Godard begreift Film nicht wie eine Ware, sondern wie ein Geschenk, und er mag mit Derrida glauben, die Gabe könne ernsthaft die Ökonomie attackieren. Deshalb hat sein Film weder eine „Oberfläche“, auch keine „raue“, noch einen (mythischen) Kern. Er hat weder einen Nutzwert noch einen Tauschwert noch einen „Sinn-Wert“. Seine einzige, enorme Kraft ist seine Gegenwart. Man wird nicht herausbekommen, was damit gemeint ist. Weshalb es auch ein vergiftetes Geschenk sein kann.

Kompositionsprinzipien sind leicht auszumachen (auch wenn man sich nicht „auf sie verlassen“ kann): das Abbrechen des Tones vor dem Bild-Schnitt. Die ständige Konfrontation der „schönen“ HD-Bilder, der „lausigen“ Handy-Aufnahmen und des dokumentarischen Materials. Eine Einschub-Montage, die gerade zwischen „Einstellung“ und „Insert“ bleibt. Sprachspiele. Widerläufige Qualitäten von Bild und Ton. Bizarre Massenbewegungen, im Tanz, bei den Landgängen. Die planimetrischen Aufnahmen einer je eigenen Performance (besonders eindrucksvoll die des kleinen Jungen mit Holzstab und Hammer- und Sichel-CCCP-T-Shirt); Kunststücke der eigenen Art. Und wie einst Ahab behauptet der Knirps, die Sonne anzugreifen, wenn sie ihm was zuleide täte. In diese Szenen packt Godard seine Zärtlichkeit.

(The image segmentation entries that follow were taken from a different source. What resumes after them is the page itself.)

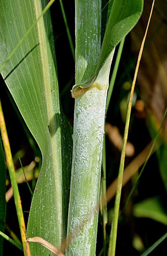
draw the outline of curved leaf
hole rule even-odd
[[[114,0],[113,3],[112,2],[110,3],[107,16],[109,15],[108,10],[110,8],[111,10],[95,71],[88,80],[88,81],[92,80],[92,83],[90,84],[87,80],[75,85],[72,87],[72,91],[79,87],[86,88],[93,83],[110,53],[137,23],[141,15],[143,7],[143,0],[127,0],[126,2],[124,0]],[[106,13],[106,10],[104,8],[104,11]],[[106,17],[106,14],[104,15],[104,17]],[[105,21],[104,22],[105,24]]]
[[[47,3],[47,0],[1,0],[1,63]],[[68,124],[60,106],[49,11],[25,39],[2,74],[42,157],[27,236],[42,237],[59,248],[66,234],[72,145]],[[32,255],[49,254],[40,245],[30,245]]]

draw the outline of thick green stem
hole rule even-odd
[[[66,256],[95,253],[106,103],[113,53],[93,85],[75,100]]]

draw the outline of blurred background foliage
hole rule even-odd
[[[107,1],[102,1],[103,6]],[[107,241],[109,235],[114,194],[114,183],[119,169],[126,109],[138,55],[152,4],[145,0],[139,22],[126,37],[106,118],[106,183],[108,220]],[[72,39],[75,42],[74,1],[63,1]],[[75,65],[59,1],[51,8],[63,109],[73,125],[74,100],[70,90],[74,84]],[[139,67],[134,96],[126,151],[125,170],[121,201],[123,206],[147,156],[149,144],[157,132],[167,106],[167,1],[156,1]],[[111,74],[116,56],[117,48]],[[21,168],[21,159],[27,179],[34,189],[41,165],[40,151],[1,77],[1,99],[26,221],[31,196]],[[14,125],[13,125],[14,124]],[[116,255],[126,252],[139,255],[166,232],[167,225],[167,118],[165,119],[156,147],[132,196],[119,219]],[[140,154],[140,155],[139,155]],[[5,232],[19,239],[19,232],[9,174],[6,174],[7,213]],[[110,187],[111,187],[110,190]],[[14,232],[13,234],[12,231]],[[98,227],[96,255],[102,255],[102,227]],[[18,240],[17,240],[17,242]],[[165,255],[166,243],[151,253]],[[4,255],[12,251],[22,253],[4,242]]]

Das Bild, das den meisten im Gedächtnis bleibt, ist das im zweiten Film, wo die junge Frau lesend an einer Zapfsäule lehnt, während ein Lama an die Betonpfeiler gebunden ist, an denen Luftdruckmesser für den Reifendruck hängen. Aus dem Off hören wir deutsche Stimmen, Touristen, die nach dem Weg zur Côte d’Azur fragen. Die Frau blickt nicht auf, sondern fordert die Touristen nur auf, in ein anderes Land einzufallen. Mit einem „Scheißfrankreich“ fahren sie davon. „Ach, Deutschland“, meint sie. Dann gibt das Lama sein Geräusch dazu.

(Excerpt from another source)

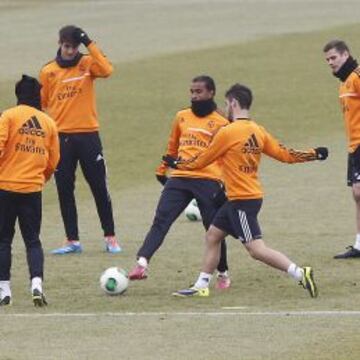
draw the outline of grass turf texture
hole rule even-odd
[[[98,82],[98,100],[110,188],[125,252],[119,256],[102,252],[93,201],[81,179],[77,197],[85,252],[81,256],[46,256],[50,306],[44,311],[32,308],[23,244],[19,237],[15,240],[14,305],[0,309],[0,359],[182,359],[194,351],[196,359],[358,359],[359,317],[169,314],[118,318],[104,313],[220,311],[224,306],[244,306],[245,311],[358,309],[358,262],[332,260],[352,243],[355,224],[344,180],[346,151],[338,83],[329,74],[321,48],[335,35],[356,45],[359,28],[276,36],[115,64],[118,72],[108,81]],[[231,291],[213,291],[208,299],[173,299],[173,290],[196,278],[203,250],[201,226],[184,217],[154,257],[148,280],[130,284],[122,297],[106,297],[99,289],[103,269],[133,265],[161,190],[153,169],[167,139],[171,114],[188,104],[189,81],[198,73],[215,77],[219,104],[233,82],[251,86],[254,118],[286,144],[330,147],[331,157],[325,163],[288,166],[265,160],[262,169],[266,199],[260,222],[265,241],[297,263],[314,266],[319,299],[310,299],[286,276],[249,259],[234,239],[229,239]],[[1,85],[2,104],[11,103],[8,88],[12,83]],[[63,240],[54,185],[46,189],[44,203],[42,239],[48,254]],[[5,316],[78,312],[99,316]],[[151,340],[144,340],[149,334]],[[20,339],[22,346],[18,346]],[[204,352],[197,351],[199,348]]]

Die drei Teile der Symphonie sind in gewisser Weise autark, aber zugleich ziehen sich auch Leitmotive durch alle drei – die Hieroglyphen, die Tiere, Katzen vor allem, ein Esel, der im dritten Teil einen Fernseher auf dem Rücken trägt; aufmerksam gesehen enthält jeder Teil auch einen Lektüreschlüssel für die beiden anderen. Der Panzerkreuzer Potemkin, aber auch Einstellungen auf ein Kreuzfahrtschiff verbindet Teil eins und Teil drei. Die Eule der Minerva auf der Treppe von Odessa, die Hegel mit der Philosophie verglich: Sie kann erst erklären, wenn es zu spät für das Handeln ist. Und wie ist es mit dem Bild? Kann es nur zeigen, was schon vergangen ist? Derselbe Blick auf den Stierkampf in Teil drei bekommt einen anderen Wert als der in Teil eins.

Man müsste sich, bevor es zu spät ist, angewöhnen, Filme von Jean-Luc Godard mit der unverschämten Leichtigkeit anzusehen, die sich dieser Filmemacher am Ende des Autorismus gegenüber seinem Material herausnimmt. Und auch mit dem Zorn, den er immer noch in sich hat.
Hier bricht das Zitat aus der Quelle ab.